Important note about SSL VPN compatibility for 20.0 MR1 with EoL SFOS versions and UTM9 OS. Learn more in the release notes.

Sluggish performance after 15 days up time with SFOS 20.0.0 GA-Build222

This is the first time I've observed anything like this with the 3+ years I've been a Sophos XG home user. I upgraded to the latest build 222 about 15 days ago, so my run time has been about 15 days. Over the past several days I've noticed some weird issues on my network such as:

- Websites are slow to load initially (it's almost like the DNS look up is slow)

- My Apple HomePods will randomly pause while playing music (almost like its buffering)

- When I attempted to update some docker images, it would just keep timing out

- Couldn’t connect to my home network using OpenVPN, it would just time out.

I tried restarting a bunch of other network relates devices such as my DNS server (PiHole), networking equipment (UniFi switches and wireless access points), etc. but I was still seeing the same behavior. CPU and memory usage were normal.

The next step I tried was switching Sophos X-Ops threat feeds from "Inspect all content" to "Inspect untrusted content", thinking that might have been causing it since this was a fairly recent change I made (about two months ago). Still no change.

Finally, I just restarted my Sophos XG box and now everything is working normally.

Not sure what was causing it but I'll continue to keep an eye on it to see if it happens again. I'd be curious if any other users are experiencing similar behavior.



Added some more information.
[edited by: shred at 3:31 AM (GMT -8) on 16 Feb 2024]
  • So I'm experiencing this issue again after what is being reported as 2 days of run time. I've been running since this last post so I'm not sure if Sophos XG rebooted on its own recently. I haven't had any power outages and all of my networking equipment runs on a UPS back-up, so I'm assuming something happened with Sophos XG itself. Regardless, the issue I'm seeing is identical to what happened in my original post.
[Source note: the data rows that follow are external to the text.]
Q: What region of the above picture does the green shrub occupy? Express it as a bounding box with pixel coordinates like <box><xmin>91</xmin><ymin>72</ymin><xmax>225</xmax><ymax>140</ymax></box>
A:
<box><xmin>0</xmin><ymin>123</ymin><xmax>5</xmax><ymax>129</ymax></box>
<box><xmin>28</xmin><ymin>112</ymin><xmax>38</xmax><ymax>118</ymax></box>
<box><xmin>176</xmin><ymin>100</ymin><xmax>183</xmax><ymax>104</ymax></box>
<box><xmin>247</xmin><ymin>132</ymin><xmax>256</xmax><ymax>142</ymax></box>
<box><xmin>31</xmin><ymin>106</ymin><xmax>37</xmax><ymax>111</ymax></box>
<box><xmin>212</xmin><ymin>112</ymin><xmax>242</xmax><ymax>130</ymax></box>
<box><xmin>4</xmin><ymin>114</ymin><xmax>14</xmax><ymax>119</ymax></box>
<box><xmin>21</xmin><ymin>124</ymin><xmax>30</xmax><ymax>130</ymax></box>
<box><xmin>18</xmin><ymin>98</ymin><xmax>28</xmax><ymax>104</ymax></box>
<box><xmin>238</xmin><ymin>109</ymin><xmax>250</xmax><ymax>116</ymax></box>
    I have a primary ISP and a backup cellular ISP service. The backup cellular ISP service should only be used when the primary ISP is down and for a limited amount of devices. For some reason, my backup cellular ISP is being used for some of those devices I mentioned, but it shouldn't be because the primary ISP is still up. This was the same symptom I saw last time as well. You can see my SD-WAN route rule below. I reset the data transfer counter yesterday and I can see it's definitely being used.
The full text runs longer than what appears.